Platinum nanotubes have been synthesized to improve the activity, durability, and carbon monoxide adsorption characteristics of conventional DMFC catalysts. Platinum nanotubes of 5 nm thickness were synthesized by the galvanic replacement of silver nanowires, which were formed by the ethylene glycol reduction of silver nitrate.[1] The catalytic properties of platinum nanotubes were evaluated to demonstrate the improvement in activity and durability of the material to conventional catalysts.
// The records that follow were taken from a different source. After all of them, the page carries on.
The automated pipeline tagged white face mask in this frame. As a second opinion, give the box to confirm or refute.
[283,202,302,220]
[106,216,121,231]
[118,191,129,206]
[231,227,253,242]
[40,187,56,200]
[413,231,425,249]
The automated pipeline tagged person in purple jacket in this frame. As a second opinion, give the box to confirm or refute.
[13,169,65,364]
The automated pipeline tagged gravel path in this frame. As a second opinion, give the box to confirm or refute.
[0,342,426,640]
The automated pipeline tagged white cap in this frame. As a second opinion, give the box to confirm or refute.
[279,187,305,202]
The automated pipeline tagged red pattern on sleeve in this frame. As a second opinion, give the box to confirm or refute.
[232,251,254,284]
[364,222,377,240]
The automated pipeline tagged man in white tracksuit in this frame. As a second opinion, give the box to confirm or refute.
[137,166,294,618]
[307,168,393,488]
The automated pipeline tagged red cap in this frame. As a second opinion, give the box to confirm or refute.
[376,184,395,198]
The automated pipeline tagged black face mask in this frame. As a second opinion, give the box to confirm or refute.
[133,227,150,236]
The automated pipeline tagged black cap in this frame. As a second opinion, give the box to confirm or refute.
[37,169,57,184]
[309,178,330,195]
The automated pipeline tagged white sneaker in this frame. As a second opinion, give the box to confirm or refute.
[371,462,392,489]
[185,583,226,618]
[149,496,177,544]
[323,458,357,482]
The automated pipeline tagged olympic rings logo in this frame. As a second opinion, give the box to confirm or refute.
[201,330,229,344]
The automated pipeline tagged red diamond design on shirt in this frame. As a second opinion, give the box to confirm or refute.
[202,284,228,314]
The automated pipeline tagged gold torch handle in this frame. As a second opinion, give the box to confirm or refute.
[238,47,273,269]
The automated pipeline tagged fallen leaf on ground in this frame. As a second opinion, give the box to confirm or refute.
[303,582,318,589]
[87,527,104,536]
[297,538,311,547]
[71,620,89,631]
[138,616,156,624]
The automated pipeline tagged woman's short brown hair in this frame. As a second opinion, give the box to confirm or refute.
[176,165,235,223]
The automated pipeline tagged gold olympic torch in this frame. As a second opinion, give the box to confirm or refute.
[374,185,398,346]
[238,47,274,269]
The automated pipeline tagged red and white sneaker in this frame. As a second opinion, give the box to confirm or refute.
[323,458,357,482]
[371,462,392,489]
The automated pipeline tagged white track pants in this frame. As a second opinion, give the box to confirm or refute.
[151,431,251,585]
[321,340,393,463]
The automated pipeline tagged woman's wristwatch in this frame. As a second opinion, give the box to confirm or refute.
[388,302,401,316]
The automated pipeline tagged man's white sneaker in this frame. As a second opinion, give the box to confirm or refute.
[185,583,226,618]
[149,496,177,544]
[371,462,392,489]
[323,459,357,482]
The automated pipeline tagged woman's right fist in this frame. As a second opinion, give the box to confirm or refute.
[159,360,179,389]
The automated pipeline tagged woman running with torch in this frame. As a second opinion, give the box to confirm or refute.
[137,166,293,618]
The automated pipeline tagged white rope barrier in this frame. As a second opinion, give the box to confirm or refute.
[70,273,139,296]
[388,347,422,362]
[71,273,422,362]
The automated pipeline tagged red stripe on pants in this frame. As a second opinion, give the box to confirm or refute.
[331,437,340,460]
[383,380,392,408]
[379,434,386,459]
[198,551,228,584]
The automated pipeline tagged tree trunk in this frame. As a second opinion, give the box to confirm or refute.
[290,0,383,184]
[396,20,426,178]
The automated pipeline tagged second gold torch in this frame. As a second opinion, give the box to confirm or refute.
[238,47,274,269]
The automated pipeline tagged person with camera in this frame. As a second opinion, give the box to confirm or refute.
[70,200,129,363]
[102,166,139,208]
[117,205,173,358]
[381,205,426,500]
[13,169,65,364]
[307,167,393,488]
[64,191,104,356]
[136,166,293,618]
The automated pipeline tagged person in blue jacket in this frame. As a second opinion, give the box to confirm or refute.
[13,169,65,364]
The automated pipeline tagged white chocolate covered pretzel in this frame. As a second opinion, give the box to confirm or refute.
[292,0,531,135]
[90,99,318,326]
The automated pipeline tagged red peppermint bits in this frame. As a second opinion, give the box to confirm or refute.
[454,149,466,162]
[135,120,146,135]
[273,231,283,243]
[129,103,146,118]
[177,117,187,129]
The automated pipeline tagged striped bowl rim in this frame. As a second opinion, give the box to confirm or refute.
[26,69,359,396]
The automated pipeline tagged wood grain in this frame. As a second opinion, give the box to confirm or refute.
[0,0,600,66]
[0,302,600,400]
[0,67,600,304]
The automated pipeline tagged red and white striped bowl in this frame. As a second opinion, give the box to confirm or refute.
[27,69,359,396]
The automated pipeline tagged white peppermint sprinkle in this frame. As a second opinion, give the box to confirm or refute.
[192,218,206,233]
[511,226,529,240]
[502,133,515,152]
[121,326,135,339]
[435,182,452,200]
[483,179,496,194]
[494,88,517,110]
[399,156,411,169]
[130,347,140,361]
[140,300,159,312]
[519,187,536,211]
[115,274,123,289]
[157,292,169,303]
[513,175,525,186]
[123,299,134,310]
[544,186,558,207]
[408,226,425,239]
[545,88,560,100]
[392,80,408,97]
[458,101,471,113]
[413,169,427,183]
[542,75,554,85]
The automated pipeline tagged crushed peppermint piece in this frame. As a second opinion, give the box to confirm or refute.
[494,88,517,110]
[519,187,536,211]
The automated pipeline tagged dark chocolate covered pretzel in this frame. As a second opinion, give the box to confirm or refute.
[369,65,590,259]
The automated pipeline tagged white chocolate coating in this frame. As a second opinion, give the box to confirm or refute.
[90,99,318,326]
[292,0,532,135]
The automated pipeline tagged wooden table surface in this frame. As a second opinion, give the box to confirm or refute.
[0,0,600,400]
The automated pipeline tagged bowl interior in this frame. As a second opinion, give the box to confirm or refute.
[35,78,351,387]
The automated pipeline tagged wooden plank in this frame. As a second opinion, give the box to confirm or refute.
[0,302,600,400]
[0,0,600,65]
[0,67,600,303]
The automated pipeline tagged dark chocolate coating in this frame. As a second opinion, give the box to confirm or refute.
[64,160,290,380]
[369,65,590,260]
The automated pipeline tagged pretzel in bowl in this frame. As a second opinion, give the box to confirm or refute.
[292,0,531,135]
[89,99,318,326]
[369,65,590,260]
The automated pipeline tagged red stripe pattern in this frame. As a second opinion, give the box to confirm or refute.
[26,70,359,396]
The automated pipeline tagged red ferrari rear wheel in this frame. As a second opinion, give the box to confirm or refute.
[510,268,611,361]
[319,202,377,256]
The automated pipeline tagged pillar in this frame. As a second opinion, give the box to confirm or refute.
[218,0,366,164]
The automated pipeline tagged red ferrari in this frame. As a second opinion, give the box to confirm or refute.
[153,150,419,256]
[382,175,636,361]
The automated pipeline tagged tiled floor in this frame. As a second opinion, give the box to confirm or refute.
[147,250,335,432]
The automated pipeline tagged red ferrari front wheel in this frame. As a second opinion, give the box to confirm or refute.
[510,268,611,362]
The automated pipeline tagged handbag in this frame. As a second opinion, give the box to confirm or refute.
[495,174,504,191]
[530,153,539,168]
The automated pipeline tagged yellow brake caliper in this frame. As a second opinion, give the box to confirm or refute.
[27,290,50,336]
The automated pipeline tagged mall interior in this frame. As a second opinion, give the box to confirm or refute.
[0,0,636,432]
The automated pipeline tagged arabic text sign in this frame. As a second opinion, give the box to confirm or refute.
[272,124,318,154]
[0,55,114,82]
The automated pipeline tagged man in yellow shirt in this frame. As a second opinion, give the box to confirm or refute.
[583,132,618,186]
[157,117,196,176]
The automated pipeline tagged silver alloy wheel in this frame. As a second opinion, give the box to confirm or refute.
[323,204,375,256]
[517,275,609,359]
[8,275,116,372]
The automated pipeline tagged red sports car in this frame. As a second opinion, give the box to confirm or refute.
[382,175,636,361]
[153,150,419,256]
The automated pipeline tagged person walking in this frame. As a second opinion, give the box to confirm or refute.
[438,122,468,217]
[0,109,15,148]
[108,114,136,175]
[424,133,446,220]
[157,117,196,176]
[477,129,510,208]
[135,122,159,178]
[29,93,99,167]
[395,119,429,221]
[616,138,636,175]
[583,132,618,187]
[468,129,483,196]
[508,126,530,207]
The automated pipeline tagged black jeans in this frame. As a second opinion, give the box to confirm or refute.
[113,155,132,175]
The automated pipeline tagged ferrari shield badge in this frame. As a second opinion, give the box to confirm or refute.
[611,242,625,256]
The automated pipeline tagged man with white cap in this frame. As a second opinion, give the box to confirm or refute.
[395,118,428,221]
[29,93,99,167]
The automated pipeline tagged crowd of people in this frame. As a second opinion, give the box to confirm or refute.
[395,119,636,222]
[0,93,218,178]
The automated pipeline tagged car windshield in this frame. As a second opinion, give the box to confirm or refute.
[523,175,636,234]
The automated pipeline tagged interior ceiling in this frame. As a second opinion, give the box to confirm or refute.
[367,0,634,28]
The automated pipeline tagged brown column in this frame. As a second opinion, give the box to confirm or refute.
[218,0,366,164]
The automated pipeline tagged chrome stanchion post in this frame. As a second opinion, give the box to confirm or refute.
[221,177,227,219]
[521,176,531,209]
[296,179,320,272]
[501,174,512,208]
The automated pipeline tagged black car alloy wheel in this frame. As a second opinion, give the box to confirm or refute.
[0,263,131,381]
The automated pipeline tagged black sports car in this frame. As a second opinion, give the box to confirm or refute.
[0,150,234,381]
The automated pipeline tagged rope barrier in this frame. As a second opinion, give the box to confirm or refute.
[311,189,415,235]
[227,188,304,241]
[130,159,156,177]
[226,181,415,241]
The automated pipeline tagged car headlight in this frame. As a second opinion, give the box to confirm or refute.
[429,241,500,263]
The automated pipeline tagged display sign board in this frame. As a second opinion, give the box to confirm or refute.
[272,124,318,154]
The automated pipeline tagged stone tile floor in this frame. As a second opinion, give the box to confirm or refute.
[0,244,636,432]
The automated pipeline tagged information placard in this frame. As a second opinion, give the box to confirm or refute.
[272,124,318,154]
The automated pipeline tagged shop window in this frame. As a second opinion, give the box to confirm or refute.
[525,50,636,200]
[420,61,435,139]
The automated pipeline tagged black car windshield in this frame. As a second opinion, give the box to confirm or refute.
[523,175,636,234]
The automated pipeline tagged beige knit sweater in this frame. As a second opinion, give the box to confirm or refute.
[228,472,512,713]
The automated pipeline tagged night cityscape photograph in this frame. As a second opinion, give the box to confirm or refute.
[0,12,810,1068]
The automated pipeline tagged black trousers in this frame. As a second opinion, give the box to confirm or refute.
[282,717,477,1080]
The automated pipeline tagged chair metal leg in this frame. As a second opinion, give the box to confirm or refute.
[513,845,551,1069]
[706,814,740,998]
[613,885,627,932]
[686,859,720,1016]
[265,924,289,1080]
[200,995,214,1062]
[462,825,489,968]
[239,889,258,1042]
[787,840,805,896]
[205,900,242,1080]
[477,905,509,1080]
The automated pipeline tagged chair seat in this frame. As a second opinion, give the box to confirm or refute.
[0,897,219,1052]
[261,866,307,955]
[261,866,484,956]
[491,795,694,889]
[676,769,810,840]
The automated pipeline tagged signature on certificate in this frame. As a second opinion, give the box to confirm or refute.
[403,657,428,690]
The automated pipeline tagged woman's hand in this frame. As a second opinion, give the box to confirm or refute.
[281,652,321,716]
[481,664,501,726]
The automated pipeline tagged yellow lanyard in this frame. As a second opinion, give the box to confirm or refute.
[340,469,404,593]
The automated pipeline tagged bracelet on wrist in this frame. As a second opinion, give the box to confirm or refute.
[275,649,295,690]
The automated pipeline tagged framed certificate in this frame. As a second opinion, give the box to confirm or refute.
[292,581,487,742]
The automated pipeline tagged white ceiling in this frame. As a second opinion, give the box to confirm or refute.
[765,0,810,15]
MOR, ORR, and durability experiments were conducted to study the activity of platinum nanotubes, platinum nanoparticles, and bulk platinum electrocatalysts. Catalyst activity for MOR was characterized through cyclic voltammetry and chronoamperometry techniques. Bulk platinum electrodes have been previously found to have a higher degree of carbon monoxide adsorption and poisoning when compared to electrodispersed platinum. While platinum nanotubes do not utilize a carbon support, the catalyst exhibits carbon monoxide adsorption characteristics similar to Pt/C. When compared to conventional materials, platinum nanotubes offer significant catalyst improvement in DMFCs.

[1] Z. W. Chen, M. Waje, W. Z. Li, Y. S. Yan, Angewandte Chemie-International Edition 2007, 46, 4060.